The first battle was a simple affair (a skirmish against the Egyptian forces of Seti, on a wide expanse of desert with groves of palm trees flanking the map) until a sandstorm struck, rendering my archers useless just as my forces were about to break the enemy. The second battle took place on a thin patch of sand next to a fetid swamp. By changing my units’ stances (a series feature that’s been greatly expanded upon here), I commanded my left flank of Medjay swordsmen to push the opposing flank of Šuppiluliuma’s Hittites backward into the bog. The enemy’s heavily armored greatax troopers were all but immobilized by their own weight.
The last battle was a bit more complicated. Forced to defend Memphis from the aforementioned Sea Peoples, I lined the city walls with swordsmen (a tactic that, although inefficient in Total War: Warhammer 3, actually worked pretty well here) to halt enemy combatants scaling the fortifications. I also placed my own greatax defenders behind four sets of gates, anticipating the enemy breach. I then stationed my archers among the houses, shops, and religious structures of the city, the better to ward off invaders once they made it over the walls.
This turned out to be a mistake. Enemy archers switched to fire ammunition not long into the battle, and their flaming projectiles turned patches of the city into a blaze. My archers, shaken by the sight of their own homes burning only yards away, retreated into the depths of the city. By the time they regained their composure, the Sea Peoples had nearly breached the gates and claimed the walls. Despite my best intentions, a simple ammunition swap had changed the course of the battle. Upon replaying the battle, I reacted in turn: My archers, closer to the walls and farther from any fires the enemy might spark, sent their fire arrows into the dry brush scattered throughout the opposing forces. Fires spread, and the confusion gave my soldiers enough time to establish control over the rest of the battle.
“Oftentimes, it takes a single decisive maneuver to decide the result of a battle,” Nikolov said. “When this happens, it feels like things have gone in my favor as a direct result of my clever tactics alone. This is the kind of thing we’re trying to capture with Pharaoh.”
As a Total War game, battles are only one half of Pharaoh’s equation: I have yet to see any changes or improvements to the turn-based campaign map. Sly diplomacy and wise economic decisions can turn the tide of a playthrough just as easily as a well-fought battle. And the Bronze Age setting, in the waning years of Egypt’s New Kingdom period, is rife with opportunities to make a court system as nuanced as that of Total War: Three Kingdoms, or a province-management layer as in-depth as Total War: Attila’s.

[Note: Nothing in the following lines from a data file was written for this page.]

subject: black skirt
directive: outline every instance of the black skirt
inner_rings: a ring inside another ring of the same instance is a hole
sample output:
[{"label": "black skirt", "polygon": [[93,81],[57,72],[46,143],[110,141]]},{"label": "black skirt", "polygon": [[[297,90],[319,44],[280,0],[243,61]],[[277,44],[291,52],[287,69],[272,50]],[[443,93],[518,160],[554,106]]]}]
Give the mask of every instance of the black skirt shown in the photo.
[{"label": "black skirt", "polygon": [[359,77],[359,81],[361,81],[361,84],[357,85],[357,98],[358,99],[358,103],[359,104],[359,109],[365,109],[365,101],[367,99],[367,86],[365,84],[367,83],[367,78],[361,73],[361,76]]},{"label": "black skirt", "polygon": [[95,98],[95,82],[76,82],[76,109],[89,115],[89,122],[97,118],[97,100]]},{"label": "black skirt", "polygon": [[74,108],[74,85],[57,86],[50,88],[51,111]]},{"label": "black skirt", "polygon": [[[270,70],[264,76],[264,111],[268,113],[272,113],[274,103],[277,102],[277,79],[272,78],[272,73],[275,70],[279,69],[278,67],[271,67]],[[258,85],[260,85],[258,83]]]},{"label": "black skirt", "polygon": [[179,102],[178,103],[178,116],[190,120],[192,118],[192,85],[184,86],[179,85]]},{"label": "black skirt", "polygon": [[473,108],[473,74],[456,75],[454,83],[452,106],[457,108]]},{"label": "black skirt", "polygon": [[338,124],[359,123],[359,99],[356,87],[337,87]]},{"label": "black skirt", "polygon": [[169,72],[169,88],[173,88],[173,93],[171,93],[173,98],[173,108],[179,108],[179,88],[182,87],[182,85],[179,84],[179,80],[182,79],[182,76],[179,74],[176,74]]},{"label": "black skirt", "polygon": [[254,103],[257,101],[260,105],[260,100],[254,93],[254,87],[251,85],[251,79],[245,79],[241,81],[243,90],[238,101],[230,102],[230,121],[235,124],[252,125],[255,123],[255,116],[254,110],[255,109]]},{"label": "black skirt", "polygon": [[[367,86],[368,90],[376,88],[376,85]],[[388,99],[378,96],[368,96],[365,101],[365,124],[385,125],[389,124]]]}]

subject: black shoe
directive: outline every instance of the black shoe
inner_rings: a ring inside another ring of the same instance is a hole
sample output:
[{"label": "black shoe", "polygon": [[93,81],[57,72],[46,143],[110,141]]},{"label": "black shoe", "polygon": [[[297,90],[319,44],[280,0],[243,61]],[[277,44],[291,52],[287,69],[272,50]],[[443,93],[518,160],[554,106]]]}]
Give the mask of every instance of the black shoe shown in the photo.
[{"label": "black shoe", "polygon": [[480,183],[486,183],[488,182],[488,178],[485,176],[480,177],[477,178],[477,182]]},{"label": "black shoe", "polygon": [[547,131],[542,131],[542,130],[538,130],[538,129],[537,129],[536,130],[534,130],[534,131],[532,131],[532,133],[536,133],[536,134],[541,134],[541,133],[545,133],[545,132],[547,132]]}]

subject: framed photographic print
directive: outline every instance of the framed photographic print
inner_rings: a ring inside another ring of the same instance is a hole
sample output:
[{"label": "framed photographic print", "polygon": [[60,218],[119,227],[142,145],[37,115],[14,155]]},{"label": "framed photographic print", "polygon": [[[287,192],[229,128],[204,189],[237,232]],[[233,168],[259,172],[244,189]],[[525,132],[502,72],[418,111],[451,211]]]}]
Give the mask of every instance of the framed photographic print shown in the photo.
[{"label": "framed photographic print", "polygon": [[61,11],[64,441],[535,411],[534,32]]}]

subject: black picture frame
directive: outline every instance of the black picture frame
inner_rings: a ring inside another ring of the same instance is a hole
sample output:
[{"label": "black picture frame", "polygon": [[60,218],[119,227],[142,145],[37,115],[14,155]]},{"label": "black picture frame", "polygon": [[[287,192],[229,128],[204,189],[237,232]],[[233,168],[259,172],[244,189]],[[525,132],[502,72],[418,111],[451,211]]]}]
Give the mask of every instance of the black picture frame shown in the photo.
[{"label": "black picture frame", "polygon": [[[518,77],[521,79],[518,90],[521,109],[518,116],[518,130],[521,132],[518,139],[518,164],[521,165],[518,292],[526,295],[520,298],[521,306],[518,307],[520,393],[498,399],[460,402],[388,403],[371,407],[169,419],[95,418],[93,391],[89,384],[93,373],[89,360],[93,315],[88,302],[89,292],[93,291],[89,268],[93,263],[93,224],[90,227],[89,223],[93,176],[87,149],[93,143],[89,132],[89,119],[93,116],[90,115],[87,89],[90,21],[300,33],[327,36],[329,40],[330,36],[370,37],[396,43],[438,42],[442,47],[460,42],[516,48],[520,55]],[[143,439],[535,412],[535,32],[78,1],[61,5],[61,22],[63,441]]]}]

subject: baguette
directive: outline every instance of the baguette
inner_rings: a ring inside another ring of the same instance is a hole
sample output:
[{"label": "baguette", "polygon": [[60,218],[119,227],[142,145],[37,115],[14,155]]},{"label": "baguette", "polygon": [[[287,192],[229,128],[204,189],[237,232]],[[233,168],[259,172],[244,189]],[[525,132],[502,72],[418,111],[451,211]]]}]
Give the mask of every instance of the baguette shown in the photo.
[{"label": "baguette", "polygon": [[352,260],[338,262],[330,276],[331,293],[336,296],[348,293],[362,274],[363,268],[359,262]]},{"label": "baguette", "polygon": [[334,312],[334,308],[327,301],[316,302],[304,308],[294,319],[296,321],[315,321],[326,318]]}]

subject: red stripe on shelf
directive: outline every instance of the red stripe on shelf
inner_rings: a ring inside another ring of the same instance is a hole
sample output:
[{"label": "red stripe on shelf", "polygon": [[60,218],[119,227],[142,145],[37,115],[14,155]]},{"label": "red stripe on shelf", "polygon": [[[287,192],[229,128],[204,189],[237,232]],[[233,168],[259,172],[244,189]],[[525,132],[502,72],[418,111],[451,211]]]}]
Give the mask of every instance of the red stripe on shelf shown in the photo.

So far, though, I’m intrigued. Pharaoh’s battles are less visually exciting than those in Warhammer 3, but just as intense. It’s harrowing to know, while my finger hovers over my mouse button, that the outcome of an entire battle might hinge on my next tactical decision, no matter the repairs I try to make in the aftermath. I thought I would miss the giants, trolls, and treefolk of Warhammer 3, but the Bronze Age might be the return to reality I need in October.